[Date Prev][Date Next][Thread Prev][Thread Next][Date Index][Thread Index]
[jetty-users] POST params, DoS from hash collisions
- From: Justin Cummins <sul3n3t@xxxxxxxxx>
- Date: Thu, 5 Jan 2012 14:34:57 -0800
- Delivered-to: email@example.com
- Dkim-signature: v=1; a=rsa-sha256; c=relaxed/relaxed; d=gmail.com; s=gamma; h=mime-version:from:date:message-id:subject:to:content-type; bh=VusvIUlgES84Y8H+EGPGtzJocHkvauVaBNUyxW89jC0=; b=Vt2slWNPdTUDI0BZ7KSzbtYwNrysZ4PNPMh7TfXkGMENHdSZ3ujmtX3IlARLcvUqzl 283J/XTkYAKdiL8ibbgiYL6D6NYKhP7ZMPmlaFCoRpTxjjIKzKVfdW6o0CeYETFjaZnG lqL0nydDzzNy0ueqnlfMvmyqmvQ/sAg3gaUGg=
Last week, a widespread denial of service vulnerability was announced wherein the attacker can choose specific strings (or other objects) which all resolve to the same hashtable key.
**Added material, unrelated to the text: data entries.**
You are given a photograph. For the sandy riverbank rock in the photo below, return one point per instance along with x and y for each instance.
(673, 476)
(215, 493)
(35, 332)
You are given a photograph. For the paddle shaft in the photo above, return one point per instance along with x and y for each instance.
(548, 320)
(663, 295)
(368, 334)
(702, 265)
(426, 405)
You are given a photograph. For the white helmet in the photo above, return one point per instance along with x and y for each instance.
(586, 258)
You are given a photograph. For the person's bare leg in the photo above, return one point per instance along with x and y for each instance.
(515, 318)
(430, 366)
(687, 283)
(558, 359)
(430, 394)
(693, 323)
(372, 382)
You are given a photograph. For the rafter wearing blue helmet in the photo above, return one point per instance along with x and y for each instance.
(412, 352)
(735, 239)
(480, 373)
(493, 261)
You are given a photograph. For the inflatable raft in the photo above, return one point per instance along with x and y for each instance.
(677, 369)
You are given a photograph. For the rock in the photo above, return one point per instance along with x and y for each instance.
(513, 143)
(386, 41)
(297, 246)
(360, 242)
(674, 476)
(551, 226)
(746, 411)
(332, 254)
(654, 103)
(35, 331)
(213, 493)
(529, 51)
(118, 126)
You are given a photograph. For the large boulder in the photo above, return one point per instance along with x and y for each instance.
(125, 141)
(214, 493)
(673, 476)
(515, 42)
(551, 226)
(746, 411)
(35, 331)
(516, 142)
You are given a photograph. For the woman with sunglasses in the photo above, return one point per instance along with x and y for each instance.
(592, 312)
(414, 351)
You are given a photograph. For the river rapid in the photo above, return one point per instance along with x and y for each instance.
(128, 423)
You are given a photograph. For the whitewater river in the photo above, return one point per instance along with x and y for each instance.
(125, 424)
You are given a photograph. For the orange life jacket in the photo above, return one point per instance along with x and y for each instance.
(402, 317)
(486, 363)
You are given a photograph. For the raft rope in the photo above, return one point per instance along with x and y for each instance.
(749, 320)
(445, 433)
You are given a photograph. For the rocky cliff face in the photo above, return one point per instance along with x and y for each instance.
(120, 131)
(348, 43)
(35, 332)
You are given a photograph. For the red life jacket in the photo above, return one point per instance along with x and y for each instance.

A POST request would be sufficient to trigger the denial of service.
Jetty is listed as one of the vulnerable web servers (among many others) and Oracle, I believe, has stated that they will not release any update. One mitigation is limiting a request size, however, the attack's effect is only reduced.
Is anyone working on a real fix for Jetty by placing request parameters into a different Map structure?